In general, liquid biopsy testing (CTCs and ctDNA) stands up reasonably well cost-wise against more standardized diagnostic and monitoring procedures such as CT scanning. As is often the case with new therapies and diagnostic tests, the new liquid biopsy products tend to be more expensive than the established products they are meant to accompany or replace, but it is likely that as demand for liquid biopsies rises, the economic burden will fall.

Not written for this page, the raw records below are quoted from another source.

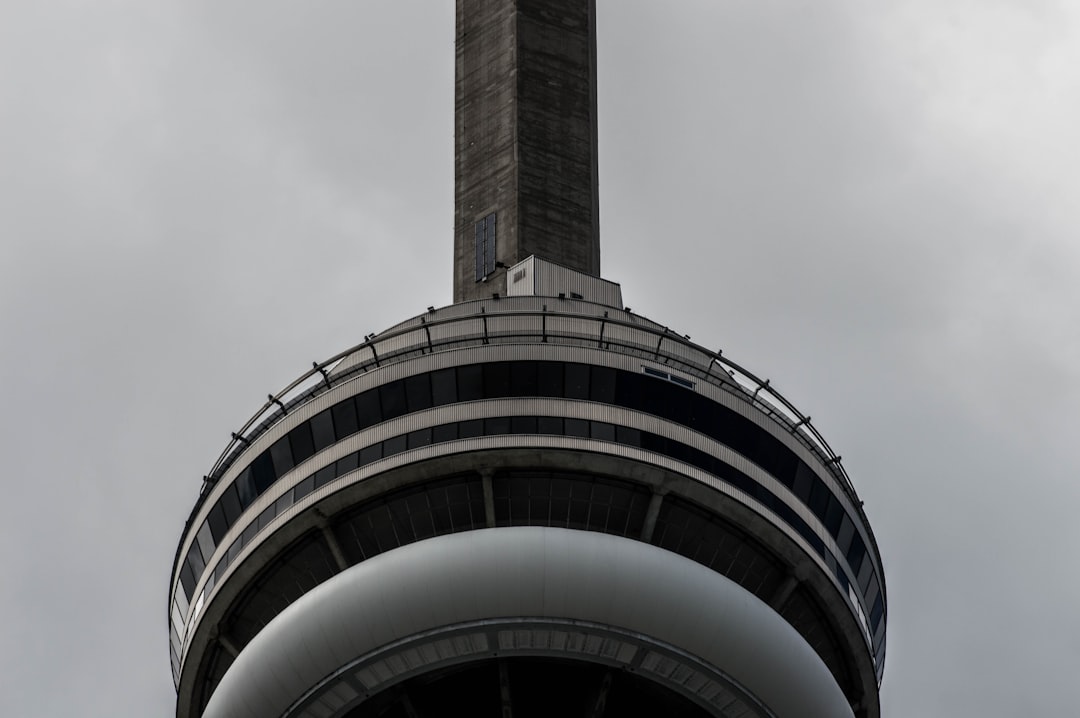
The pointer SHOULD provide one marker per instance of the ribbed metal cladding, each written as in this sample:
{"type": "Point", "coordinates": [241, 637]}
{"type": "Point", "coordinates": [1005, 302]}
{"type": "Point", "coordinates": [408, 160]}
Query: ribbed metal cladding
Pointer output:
{"type": "Point", "coordinates": [734, 529]}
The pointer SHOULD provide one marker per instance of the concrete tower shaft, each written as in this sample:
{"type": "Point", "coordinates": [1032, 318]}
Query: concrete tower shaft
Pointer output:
{"type": "Point", "coordinates": [525, 160]}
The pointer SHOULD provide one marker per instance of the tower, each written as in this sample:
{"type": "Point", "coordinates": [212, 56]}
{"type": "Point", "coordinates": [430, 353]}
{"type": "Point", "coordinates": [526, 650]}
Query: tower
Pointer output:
{"type": "Point", "coordinates": [532, 501]}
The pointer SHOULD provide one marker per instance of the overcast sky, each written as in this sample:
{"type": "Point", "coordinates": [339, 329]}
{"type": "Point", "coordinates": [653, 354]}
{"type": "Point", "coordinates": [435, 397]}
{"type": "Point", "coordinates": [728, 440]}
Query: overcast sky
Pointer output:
{"type": "Point", "coordinates": [873, 204]}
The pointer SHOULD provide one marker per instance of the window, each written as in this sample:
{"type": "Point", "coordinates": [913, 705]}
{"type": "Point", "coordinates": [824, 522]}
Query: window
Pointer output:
{"type": "Point", "coordinates": [485, 246]}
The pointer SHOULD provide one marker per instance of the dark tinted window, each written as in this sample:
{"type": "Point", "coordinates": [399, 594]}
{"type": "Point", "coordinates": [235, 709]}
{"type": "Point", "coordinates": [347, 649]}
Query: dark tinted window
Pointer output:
{"type": "Point", "coordinates": [322, 430]}
{"type": "Point", "coordinates": [418, 392]}
{"type": "Point", "coordinates": [470, 429]}
{"type": "Point", "coordinates": [602, 384]}
{"type": "Point", "coordinates": [345, 419]}
{"type": "Point", "coordinates": [577, 381]}
{"type": "Point", "coordinates": [603, 431]}
{"type": "Point", "coordinates": [369, 454]}
{"type": "Point", "coordinates": [628, 435]}
{"type": "Point", "coordinates": [368, 412]}
{"type": "Point", "coordinates": [819, 498]}
{"type": "Point", "coordinates": [230, 503]}
{"type": "Point", "coordinates": [299, 438]}
{"type": "Point", "coordinates": [496, 427]}
{"type": "Point", "coordinates": [576, 428]}
{"type": "Point", "coordinates": [445, 433]}
{"type": "Point", "coordinates": [550, 378]}
{"type": "Point", "coordinates": [470, 383]}
{"type": "Point", "coordinates": [262, 473]}
{"type": "Point", "coordinates": [392, 396]}
{"type": "Point", "coordinates": [523, 379]}
{"type": "Point", "coordinates": [523, 424]}
{"type": "Point", "coordinates": [304, 488]}
{"type": "Point", "coordinates": [347, 463]}
{"type": "Point", "coordinates": [392, 446]}
{"type": "Point", "coordinates": [282, 456]}
{"type": "Point", "coordinates": [218, 525]}
{"type": "Point", "coordinates": [549, 425]}
{"type": "Point", "coordinates": [418, 438]}
{"type": "Point", "coordinates": [497, 380]}
{"type": "Point", "coordinates": [245, 488]}
{"type": "Point", "coordinates": [324, 476]}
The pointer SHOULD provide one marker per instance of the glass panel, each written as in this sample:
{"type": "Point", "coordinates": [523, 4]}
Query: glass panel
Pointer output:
{"type": "Point", "coordinates": [444, 387]}
{"type": "Point", "coordinates": [245, 488]}
{"type": "Point", "coordinates": [550, 378]}
{"type": "Point", "coordinates": [392, 446]}
{"type": "Point", "coordinates": [497, 425]}
{"type": "Point", "coordinates": [281, 454]}
{"type": "Point", "coordinates": [205, 540]}
{"type": "Point", "coordinates": [230, 502]}
{"type": "Point", "coordinates": [577, 428]}
{"type": "Point", "coordinates": [418, 392]}
{"type": "Point", "coordinates": [470, 429]}
{"type": "Point", "coordinates": [187, 580]}
{"type": "Point", "coordinates": [217, 524]}
{"type": "Point", "coordinates": [523, 424]}
{"type": "Point", "coordinates": [368, 412]}
{"type": "Point", "coordinates": [478, 241]}
{"type": "Point", "coordinates": [302, 445]}
{"type": "Point", "coordinates": [369, 454]}
{"type": "Point", "coordinates": [304, 488]}
{"type": "Point", "coordinates": [577, 381]}
{"type": "Point", "coordinates": [603, 431]}
{"type": "Point", "coordinates": [324, 476]}
{"type": "Point", "coordinates": [322, 430]}
{"type": "Point", "coordinates": [470, 383]}
{"type": "Point", "coordinates": [602, 384]}
{"type": "Point", "coordinates": [196, 560]}
{"type": "Point", "coordinates": [628, 436]}
{"type": "Point", "coordinates": [445, 433]}
{"type": "Point", "coordinates": [550, 425]}
{"type": "Point", "coordinates": [267, 516]}
{"type": "Point", "coordinates": [418, 438]}
{"type": "Point", "coordinates": [523, 379]}
{"type": "Point", "coordinates": [345, 418]}
{"type": "Point", "coordinates": [392, 396]}
{"type": "Point", "coordinates": [496, 380]}
{"type": "Point", "coordinates": [347, 463]}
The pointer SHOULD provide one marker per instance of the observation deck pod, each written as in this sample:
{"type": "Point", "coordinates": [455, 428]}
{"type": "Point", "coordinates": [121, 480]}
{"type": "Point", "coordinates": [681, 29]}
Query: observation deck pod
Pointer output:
{"type": "Point", "coordinates": [508, 496]}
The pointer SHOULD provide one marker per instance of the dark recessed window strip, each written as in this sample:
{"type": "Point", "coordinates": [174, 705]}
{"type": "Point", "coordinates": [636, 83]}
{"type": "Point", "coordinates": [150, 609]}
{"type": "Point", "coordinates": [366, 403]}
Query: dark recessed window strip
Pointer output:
{"type": "Point", "coordinates": [528, 379]}
{"type": "Point", "coordinates": [554, 425]}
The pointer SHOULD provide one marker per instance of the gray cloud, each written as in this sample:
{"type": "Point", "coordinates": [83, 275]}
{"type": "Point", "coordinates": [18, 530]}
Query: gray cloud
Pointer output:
{"type": "Point", "coordinates": [868, 203]}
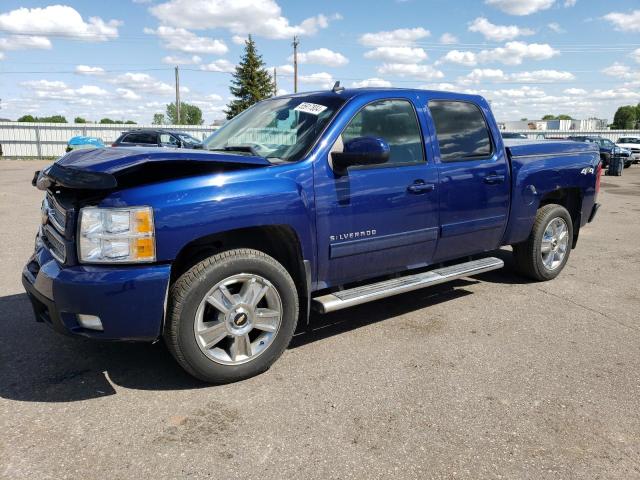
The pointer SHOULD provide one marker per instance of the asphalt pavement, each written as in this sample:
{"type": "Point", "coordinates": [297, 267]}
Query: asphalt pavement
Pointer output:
{"type": "Point", "coordinates": [488, 377]}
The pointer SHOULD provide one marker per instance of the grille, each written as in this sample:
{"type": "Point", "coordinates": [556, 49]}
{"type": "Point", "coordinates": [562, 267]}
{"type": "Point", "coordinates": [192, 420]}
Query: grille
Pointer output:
{"type": "Point", "coordinates": [55, 243]}
{"type": "Point", "coordinates": [56, 214]}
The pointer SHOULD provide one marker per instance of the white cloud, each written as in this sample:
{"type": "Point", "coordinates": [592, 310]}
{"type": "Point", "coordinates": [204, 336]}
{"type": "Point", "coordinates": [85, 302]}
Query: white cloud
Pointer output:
{"type": "Point", "coordinates": [49, 90]}
{"type": "Point", "coordinates": [478, 75]}
{"type": "Point", "coordinates": [555, 27]}
{"type": "Point", "coordinates": [371, 82]}
{"type": "Point", "coordinates": [58, 20]}
{"type": "Point", "coordinates": [398, 54]}
{"type": "Point", "coordinates": [619, 70]}
{"type": "Point", "coordinates": [183, 40]}
{"type": "Point", "coordinates": [424, 72]}
{"type": "Point", "coordinates": [521, 92]}
{"type": "Point", "coordinates": [616, 94]}
{"type": "Point", "coordinates": [520, 7]}
{"type": "Point", "coordinates": [514, 53]}
{"type": "Point", "coordinates": [497, 33]}
{"type": "Point", "coordinates": [321, 78]}
{"type": "Point", "coordinates": [394, 38]}
{"type": "Point", "coordinates": [541, 76]}
{"type": "Point", "coordinates": [87, 70]}
{"type": "Point", "coordinates": [626, 22]}
{"type": "Point", "coordinates": [172, 60]}
{"type": "Point", "coordinates": [462, 58]}
{"type": "Point", "coordinates": [24, 42]}
{"type": "Point", "coordinates": [448, 39]}
{"type": "Point", "coordinates": [127, 94]}
{"type": "Point", "coordinates": [284, 69]}
{"type": "Point", "coordinates": [444, 87]}
{"type": "Point", "coordinates": [258, 17]}
{"type": "Point", "coordinates": [322, 56]}
{"type": "Point", "coordinates": [221, 65]}
{"type": "Point", "coordinates": [144, 83]}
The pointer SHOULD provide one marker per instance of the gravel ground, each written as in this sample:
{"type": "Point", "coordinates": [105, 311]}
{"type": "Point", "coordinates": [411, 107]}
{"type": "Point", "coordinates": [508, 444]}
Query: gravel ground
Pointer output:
{"type": "Point", "coordinates": [491, 377]}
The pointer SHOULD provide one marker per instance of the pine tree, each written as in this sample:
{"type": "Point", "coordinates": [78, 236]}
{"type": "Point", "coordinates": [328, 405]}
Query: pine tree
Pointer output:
{"type": "Point", "coordinates": [251, 81]}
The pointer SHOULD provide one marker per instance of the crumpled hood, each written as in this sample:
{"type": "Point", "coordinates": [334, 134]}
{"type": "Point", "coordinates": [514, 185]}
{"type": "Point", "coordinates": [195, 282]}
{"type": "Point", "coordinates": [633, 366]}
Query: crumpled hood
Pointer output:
{"type": "Point", "coordinates": [115, 159]}
{"type": "Point", "coordinates": [108, 168]}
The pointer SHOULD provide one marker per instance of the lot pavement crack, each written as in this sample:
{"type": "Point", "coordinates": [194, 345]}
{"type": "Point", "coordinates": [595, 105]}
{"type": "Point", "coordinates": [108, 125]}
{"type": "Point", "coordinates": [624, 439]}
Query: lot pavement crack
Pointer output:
{"type": "Point", "coordinates": [593, 310]}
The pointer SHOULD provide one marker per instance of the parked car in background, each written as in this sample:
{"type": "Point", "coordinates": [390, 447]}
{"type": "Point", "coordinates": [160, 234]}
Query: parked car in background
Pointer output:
{"type": "Point", "coordinates": [157, 138]}
{"type": "Point", "coordinates": [514, 136]}
{"type": "Point", "coordinates": [608, 149]}
{"type": "Point", "coordinates": [76, 143]}
{"type": "Point", "coordinates": [345, 200]}
{"type": "Point", "coordinates": [633, 145]}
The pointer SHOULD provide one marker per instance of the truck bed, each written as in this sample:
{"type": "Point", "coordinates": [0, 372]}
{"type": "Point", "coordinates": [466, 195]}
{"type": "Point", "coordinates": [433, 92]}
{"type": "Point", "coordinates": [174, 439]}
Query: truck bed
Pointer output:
{"type": "Point", "coordinates": [538, 148]}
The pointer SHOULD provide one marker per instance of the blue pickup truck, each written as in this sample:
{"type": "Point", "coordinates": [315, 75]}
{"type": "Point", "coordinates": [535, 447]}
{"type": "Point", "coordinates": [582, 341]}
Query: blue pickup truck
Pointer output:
{"type": "Point", "coordinates": [319, 200]}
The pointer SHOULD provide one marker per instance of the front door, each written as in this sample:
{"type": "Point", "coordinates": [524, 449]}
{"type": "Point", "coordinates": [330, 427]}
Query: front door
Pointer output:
{"type": "Point", "coordinates": [474, 180]}
{"type": "Point", "coordinates": [377, 219]}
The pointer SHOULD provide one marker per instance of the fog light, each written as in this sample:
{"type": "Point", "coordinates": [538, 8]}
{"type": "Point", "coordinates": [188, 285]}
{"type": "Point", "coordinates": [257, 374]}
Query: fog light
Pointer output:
{"type": "Point", "coordinates": [90, 321]}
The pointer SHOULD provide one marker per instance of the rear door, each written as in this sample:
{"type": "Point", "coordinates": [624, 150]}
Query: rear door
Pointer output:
{"type": "Point", "coordinates": [473, 179]}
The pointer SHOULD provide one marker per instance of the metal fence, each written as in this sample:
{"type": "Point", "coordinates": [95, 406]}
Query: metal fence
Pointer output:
{"type": "Point", "coordinates": [46, 140]}
{"type": "Point", "coordinates": [612, 135]}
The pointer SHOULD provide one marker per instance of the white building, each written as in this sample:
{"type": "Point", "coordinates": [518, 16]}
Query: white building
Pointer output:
{"type": "Point", "coordinates": [589, 124]}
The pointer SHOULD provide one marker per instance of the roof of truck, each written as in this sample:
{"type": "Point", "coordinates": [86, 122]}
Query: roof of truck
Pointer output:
{"type": "Point", "coordinates": [384, 92]}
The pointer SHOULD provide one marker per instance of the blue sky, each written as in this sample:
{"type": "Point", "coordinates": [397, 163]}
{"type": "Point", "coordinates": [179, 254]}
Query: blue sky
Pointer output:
{"type": "Point", "coordinates": [116, 58]}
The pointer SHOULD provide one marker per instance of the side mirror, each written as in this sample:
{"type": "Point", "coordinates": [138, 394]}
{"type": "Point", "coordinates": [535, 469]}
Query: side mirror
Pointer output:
{"type": "Point", "coordinates": [361, 151]}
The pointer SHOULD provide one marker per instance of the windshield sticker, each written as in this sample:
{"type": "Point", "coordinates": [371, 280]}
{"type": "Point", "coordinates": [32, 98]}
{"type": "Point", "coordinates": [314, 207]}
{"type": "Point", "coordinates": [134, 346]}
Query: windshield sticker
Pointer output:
{"type": "Point", "coordinates": [312, 108]}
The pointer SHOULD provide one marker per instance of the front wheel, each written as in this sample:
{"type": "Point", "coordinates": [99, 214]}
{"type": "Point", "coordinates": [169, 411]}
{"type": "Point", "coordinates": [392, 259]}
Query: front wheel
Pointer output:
{"type": "Point", "coordinates": [545, 253]}
{"type": "Point", "coordinates": [231, 316]}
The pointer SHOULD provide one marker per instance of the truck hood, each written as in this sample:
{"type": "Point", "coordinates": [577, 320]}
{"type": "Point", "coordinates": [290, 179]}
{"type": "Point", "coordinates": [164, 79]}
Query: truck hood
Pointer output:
{"type": "Point", "coordinates": [108, 168]}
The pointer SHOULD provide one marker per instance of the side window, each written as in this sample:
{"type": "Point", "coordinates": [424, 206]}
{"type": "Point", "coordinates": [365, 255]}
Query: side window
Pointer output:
{"type": "Point", "coordinates": [461, 129]}
{"type": "Point", "coordinates": [395, 122]}
{"type": "Point", "coordinates": [167, 139]}
{"type": "Point", "coordinates": [141, 137]}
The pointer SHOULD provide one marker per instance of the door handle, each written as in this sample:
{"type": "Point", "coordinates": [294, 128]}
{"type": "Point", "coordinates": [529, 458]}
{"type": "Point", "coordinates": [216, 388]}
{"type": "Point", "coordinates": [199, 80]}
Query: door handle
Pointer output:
{"type": "Point", "coordinates": [493, 179]}
{"type": "Point", "coordinates": [419, 186]}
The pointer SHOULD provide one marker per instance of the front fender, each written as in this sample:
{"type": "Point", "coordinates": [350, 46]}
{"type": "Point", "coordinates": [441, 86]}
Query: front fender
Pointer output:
{"type": "Point", "coordinates": [191, 208]}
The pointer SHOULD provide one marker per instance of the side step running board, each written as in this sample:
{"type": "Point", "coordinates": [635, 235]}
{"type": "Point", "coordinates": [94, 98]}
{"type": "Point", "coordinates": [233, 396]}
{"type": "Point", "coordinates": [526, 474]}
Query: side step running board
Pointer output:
{"type": "Point", "coordinates": [375, 291]}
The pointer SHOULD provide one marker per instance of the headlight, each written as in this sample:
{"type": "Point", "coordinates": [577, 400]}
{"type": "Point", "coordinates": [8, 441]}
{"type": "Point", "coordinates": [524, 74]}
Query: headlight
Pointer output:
{"type": "Point", "coordinates": [116, 235]}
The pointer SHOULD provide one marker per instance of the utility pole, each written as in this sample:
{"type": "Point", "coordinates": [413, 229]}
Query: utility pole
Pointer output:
{"type": "Point", "coordinates": [275, 82]}
{"type": "Point", "coordinates": [177, 95]}
{"type": "Point", "coordinates": [295, 63]}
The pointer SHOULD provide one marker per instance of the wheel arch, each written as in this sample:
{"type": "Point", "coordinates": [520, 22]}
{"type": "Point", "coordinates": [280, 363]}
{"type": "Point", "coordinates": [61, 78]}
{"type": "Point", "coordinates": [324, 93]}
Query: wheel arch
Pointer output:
{"type": "Point", "coordinates": [278, 241]}
{"type": "Point", "coordinates": [571, 199]}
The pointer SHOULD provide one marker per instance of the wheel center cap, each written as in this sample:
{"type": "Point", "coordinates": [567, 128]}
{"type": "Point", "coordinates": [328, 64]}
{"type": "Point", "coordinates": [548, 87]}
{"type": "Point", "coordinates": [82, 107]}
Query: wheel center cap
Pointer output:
{"type": "Point", "coordinates": [240, 320]}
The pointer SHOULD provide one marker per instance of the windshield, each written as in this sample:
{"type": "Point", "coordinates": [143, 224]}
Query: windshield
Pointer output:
{"type": "Point", "coordinates": [280, 129]}
{"type": "Point", "coordinates": [188, 139]}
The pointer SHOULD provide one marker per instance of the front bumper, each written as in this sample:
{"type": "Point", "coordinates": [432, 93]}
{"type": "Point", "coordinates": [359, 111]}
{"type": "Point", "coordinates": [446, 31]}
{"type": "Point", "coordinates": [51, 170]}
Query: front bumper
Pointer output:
{"type": "Point", "coordinates": [594, 211]}
{"type": "Point", "coordinates": [130, 300]}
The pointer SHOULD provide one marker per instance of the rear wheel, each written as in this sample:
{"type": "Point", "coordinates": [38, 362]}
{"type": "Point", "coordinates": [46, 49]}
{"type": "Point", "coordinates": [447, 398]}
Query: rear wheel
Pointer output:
{"type": "Point", "coordinates": [231, 316]}
{"type": "Point", "coordinates": [545, 253]}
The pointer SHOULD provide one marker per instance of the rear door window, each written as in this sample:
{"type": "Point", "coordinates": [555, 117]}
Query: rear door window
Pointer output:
{"type": "Point", "coordinates": [462, 131]}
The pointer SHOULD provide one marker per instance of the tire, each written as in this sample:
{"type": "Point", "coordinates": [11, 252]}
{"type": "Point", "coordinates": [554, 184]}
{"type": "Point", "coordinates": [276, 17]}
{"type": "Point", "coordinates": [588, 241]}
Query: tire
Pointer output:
{"type": "Point", "coordinates": [196, 316]}
{"type": "Point", "coordinates": [528, 255]}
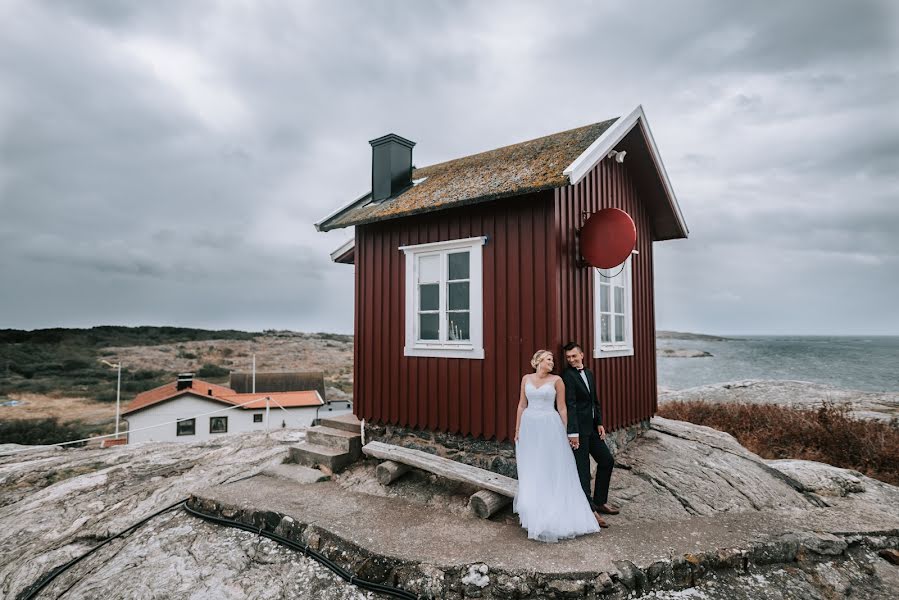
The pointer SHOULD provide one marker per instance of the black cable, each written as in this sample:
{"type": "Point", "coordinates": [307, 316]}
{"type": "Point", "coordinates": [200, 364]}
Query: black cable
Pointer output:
{"type": "Point", "coordinates": [307, 551]}
{"type": "Point", "coordinates": [34, 589]}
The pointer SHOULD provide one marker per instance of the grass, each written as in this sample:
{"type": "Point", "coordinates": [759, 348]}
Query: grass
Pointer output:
{"type": "Point", "coordinates": [826, 434]}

Regulatory approval of tests is key to encouraging broader use. The regulatory situation in Europe, Dr. Diéguez comments, could be influenced by developments in the United States, particularly FDA approvals for clinical use.

“Development of these systems normally arises from research laboratories and from established pharmaceutical and MedTech companies,” explains Dr. Diéguez. “The regulation for clinical use takes many years and needs various clinical trials in different countries by different laboratories, which is very costly. So normally the companies reach the market providing solutions for laboratory use only, while performing clinical validation.”

The different regulatory and health insurance systems in Europe also complicate the issue, with many countries not yet including liquid biopsy tests in their state reimbursement schemes.

“Europe is an assembly of different countries, and the individual countries have different rules,” says Dr. Pantel. He notes that in Germany, for example, ctDNA tests for EGFR were recently declared ineligible for reimbursement. “The pathologists in Germany made a very strong claim against liquid biopsy. At the same time, in other European countries, it was recommended for reimbursement.”

“In Germany, we have 10% of our patients with private health insurance,” he continues. “With this 10% of patients, you can do a lot of new diagnostics. Private health insurance is reimbursing many things that the governmental system is not reimbursing, so this gives you a very quick entry into a market.”

It seems that liquid biopsy is here to stay. With improved standardization and increasingly sensitive tests, as well as the introduction of new biomarkers such as exosomes into the field, it seems certain to become a major player in cancer diagnostics and monitoring in the future.